Short jokes

Short jokes

Cocomelon

"CoComelon meme,

No matter how fast I run, I can't escape my problems - OULEH...

Nobody loves me .v."

Friend

My friend is so ugly, she got surgery twice, but not even that could fix her.

Gold

I was digging in a garden once and found a chest full of gold. I wanted to show my wife, but then I thought about why I was digging in the first place.

Life

My life is so meaningless that I committed a crime just to get shot. 0-0

This is not a joke; this is just about death...

Dwarfism

Dwarfism is a growing problem.

Kidding, that’s not funny. My friend died of dwarfism.

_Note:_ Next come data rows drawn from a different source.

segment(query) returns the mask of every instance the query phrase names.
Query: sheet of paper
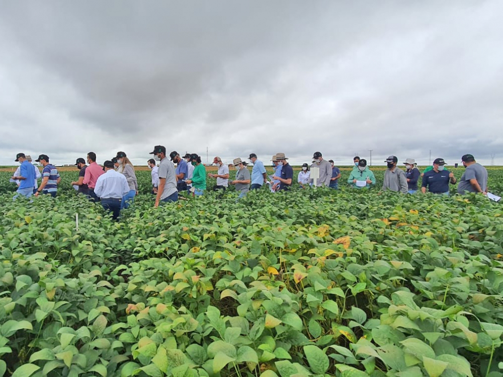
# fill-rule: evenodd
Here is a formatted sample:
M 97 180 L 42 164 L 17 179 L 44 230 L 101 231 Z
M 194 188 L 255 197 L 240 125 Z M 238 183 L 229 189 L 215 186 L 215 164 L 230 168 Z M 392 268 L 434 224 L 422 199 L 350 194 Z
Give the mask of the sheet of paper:
M 491 194 L 490 192 L 487 193 L 487 197 L 491 200 L 494 200 L 495 202 L 499 201 L 499 199 L 501 198 L 501 196 L 495 195 L 494 194 Z

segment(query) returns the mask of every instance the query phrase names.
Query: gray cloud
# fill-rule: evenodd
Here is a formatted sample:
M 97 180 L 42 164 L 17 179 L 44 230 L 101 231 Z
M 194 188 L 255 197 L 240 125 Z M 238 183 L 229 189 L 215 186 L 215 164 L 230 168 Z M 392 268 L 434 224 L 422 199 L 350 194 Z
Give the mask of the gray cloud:
M 497 0 L 2 3 L 0 164 L 152 146 L 486 163 L 503 146 Z M 32 152 L 34 151 L 34 152 Z M 52 156 L 54 157 L 52 157 Z

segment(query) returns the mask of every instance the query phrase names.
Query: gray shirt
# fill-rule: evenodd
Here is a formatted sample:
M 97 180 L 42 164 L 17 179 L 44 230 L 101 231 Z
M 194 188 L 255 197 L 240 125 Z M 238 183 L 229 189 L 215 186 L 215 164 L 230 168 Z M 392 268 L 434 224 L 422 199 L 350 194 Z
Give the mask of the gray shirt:
M 178 191 L 177 189 L 175 165 L 167 157 L 164 157 L 159 164 L 159 179 L 163 178 L 166 180 L 164 184 L 164 189 L 160 195 L 161 200 Z
M 247 181 L 250 179 L 250 171 L 246 168 L 239 169 L 239 171 L 236 174 L 236 181 Z M 245 193 L 249 191 L 249 183 L 236 183 L 235 184 L 236 190 L 241 191 Z
M 229 167 L 225 164 L 222 164 L 221 166 L 218 167 L 218 175 L 225 175 L 229 174 Z M 223 186 L 227 187 L 229 185 L 228 178 L 217 178 L 217 186 Z
M 328 187 L 330 185 L 330 180 L 332 178 L 332 165 L 326 160 L 322 160 L 319 164 L 317 162 L 313 163 L 311 167 L 319 168 L 319 178 L 316 180 L 316 187 L 319 187 L 324 185 Z
M 477 192 L 477 190 L 470 183 L 470 179 L 476 179 L 482 192 L 487 189 L 487 171 L 478 163 L 466 167 L 464 174 L 459 180 L 458 185 L 458 193 L 463 195 L 465 191 Z
M 405 172 L 396 166 L 393 171 L 389 169 L 386 169 L 384 172 L 382 190 L 385 191 L 386 190 L 406 194 L 408 192 L 408 186 L 407 185 L 407 176 Z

He jumped off a curb stone.

Robot

What is one question on a tech test you should always ask before getting down?

What in the Robot!?

Period

Period: Guess who’s back... back again...

Me: Ugh, can we not do this today?

Period: I can come back in 9 months?

Me: Keep fucking singing.

Ejaculation

Q: Why doesn’t Jimmy Swaggart worry about his premature ejaculation problem?

A: He believes in the second cumming.

Funeral

Every time my grandmother and I were at a wedding, she’d say: “you’re next.” So I started saying the same thing to her at funerals.

Oyster

What's the definition of disgusting?

Sticking 5 oysters up your grandmother and sucking 6 out!